A ce stade, il est toutefois impossible d'évaluer ses conséquences dans l'opinion russe. "Ils bombardent ? On ne sait même pas ce qu'il se passe. Ça ne nous intéresse pas", confiat mardi un habitant de Moscou à franceinfo. Un autre tentait d'évaluer les objectifs d'une telle opération : "C’est probablement une manœuvre de diversion parce que le New York Times et tous les médias disent que, sur le plan militaire, ça n’a aucun sens." Et si les commentateurs peinent à définir un objectif précis dans cette attaque, cela accrédite à leurs yeux le caractère "terroriste" de cette attaque.

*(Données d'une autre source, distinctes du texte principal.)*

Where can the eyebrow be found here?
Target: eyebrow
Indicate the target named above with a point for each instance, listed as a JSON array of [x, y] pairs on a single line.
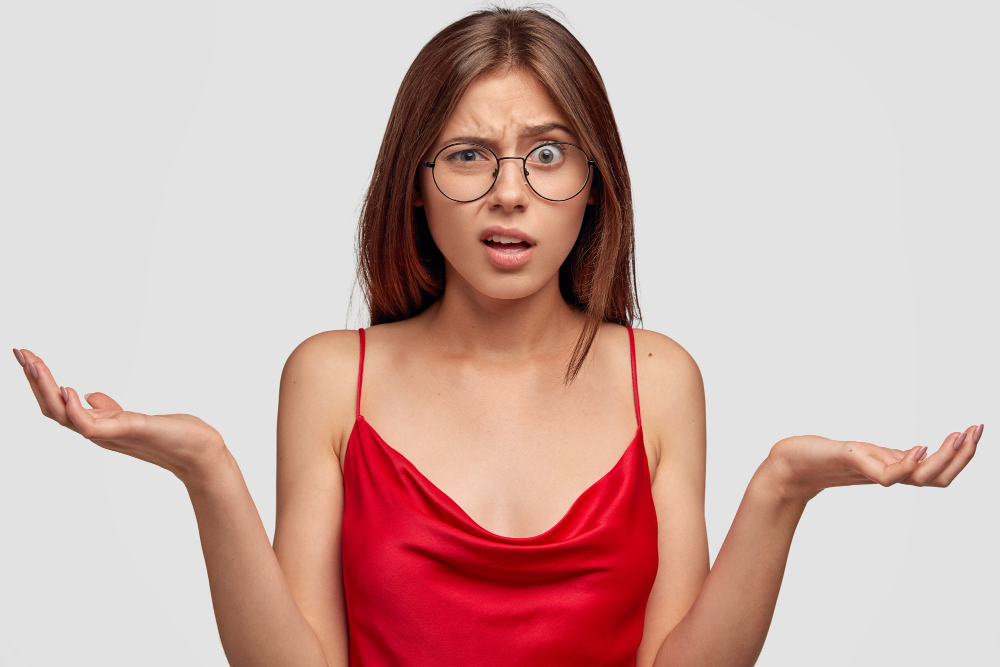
[[527, 131]]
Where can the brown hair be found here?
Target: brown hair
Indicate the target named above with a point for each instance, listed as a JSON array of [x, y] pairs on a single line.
[[400, 269]]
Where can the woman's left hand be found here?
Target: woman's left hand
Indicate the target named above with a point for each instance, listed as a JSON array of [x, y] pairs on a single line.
[[807, 464]]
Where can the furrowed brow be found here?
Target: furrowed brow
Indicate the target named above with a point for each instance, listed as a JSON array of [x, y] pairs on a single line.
[[527, 131]]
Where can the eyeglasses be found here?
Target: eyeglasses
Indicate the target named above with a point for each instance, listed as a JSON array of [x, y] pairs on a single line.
[[556, 171]]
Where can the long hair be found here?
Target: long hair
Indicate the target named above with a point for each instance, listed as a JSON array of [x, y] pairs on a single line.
[[400, 269]]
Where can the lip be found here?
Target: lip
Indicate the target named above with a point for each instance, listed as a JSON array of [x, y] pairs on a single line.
[[505, 231], [508, 260]]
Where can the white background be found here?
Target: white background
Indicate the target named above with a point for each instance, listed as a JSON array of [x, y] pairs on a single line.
[[816, 205]]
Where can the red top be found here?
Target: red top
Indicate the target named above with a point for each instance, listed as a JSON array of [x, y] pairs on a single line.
[[427, 585]]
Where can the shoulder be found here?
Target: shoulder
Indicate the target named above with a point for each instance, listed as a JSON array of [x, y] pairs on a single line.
[[664, 359], [320, 377], [671, 388]]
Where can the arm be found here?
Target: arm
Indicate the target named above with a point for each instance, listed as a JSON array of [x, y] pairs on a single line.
[[285, 605], [259, 621], [729, 620]]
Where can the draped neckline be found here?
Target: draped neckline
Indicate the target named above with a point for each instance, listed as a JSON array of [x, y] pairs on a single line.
[[354, 441]]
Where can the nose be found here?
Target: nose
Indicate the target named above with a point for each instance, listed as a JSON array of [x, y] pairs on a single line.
[[511, 189]]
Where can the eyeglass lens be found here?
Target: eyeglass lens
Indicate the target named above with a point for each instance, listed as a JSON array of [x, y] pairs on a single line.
[[555, 171]]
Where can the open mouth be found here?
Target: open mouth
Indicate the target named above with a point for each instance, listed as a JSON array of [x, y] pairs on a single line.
[[506, 243]]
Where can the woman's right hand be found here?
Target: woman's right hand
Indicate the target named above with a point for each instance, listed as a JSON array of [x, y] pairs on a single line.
[[182, 444]]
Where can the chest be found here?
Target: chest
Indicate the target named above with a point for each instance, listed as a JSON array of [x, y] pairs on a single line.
[[514, 452]]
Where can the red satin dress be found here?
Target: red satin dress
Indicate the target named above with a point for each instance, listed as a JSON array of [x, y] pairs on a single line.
[[426, 585]]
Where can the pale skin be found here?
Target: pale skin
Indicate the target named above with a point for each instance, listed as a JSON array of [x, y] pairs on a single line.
[[491, 350]]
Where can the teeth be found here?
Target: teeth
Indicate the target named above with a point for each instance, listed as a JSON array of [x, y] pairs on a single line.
[[503, 239]]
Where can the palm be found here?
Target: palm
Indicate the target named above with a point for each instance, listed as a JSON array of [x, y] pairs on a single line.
[[811, 463], [180, 443]]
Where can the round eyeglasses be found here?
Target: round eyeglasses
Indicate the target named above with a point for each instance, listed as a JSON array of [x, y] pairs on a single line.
[[556, 171]]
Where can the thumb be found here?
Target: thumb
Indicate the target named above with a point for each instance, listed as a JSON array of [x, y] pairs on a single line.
[[102, 401]]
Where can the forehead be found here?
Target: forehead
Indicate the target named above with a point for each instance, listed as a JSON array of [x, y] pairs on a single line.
[[502, 104]]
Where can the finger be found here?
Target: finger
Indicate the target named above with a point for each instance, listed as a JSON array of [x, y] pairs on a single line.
[[91, 427], [46, 390], [102, 401], [957, 463], [934, 464], [885, 474], [27, 355]]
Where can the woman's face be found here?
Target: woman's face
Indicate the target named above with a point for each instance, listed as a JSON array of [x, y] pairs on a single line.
[[511, 114]]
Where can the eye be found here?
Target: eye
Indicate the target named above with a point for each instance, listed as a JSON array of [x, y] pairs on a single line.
[[466, 155], [549, 154]]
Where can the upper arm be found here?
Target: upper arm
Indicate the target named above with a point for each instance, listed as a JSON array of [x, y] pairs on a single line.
[[314, 399], [672, 399]]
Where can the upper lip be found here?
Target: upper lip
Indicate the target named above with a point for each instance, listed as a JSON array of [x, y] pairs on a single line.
[[505, 231]]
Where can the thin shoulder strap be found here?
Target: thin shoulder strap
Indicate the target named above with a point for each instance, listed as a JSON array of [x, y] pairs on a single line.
[[635, 382], [361, 368]]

Vladimir Poutine a également accusé "l'Occident, [qui] est en guerre contre nous", d'être derrière cette opération, lors d'une réunion télédiffusée lundi, aux côtés de responsables des forces de sécurité. Washington avait pourtant expliqué ne pas avoir été informé de cette attaque à venir. "Non seulement les Etats-Unis et le Royaume-Uni étaient au courant, mais ils ont également coordonné cette attaque planifiée", a commenté le journaliste russe Igor Korotchenko sur la chaîne Rossiya 1, dans l'émission de la propagandiste Olga Skabeïeva. C'est également l'avis de Roman, un Russe de 41 ans interrogé par l'AFP à Moscou. Selon lui, seul un "petit groupe de saboteurs" s'est introduit dans la région, armé par l'Occident et l'Otan. L'armée russe "les tuera, et c'est tout".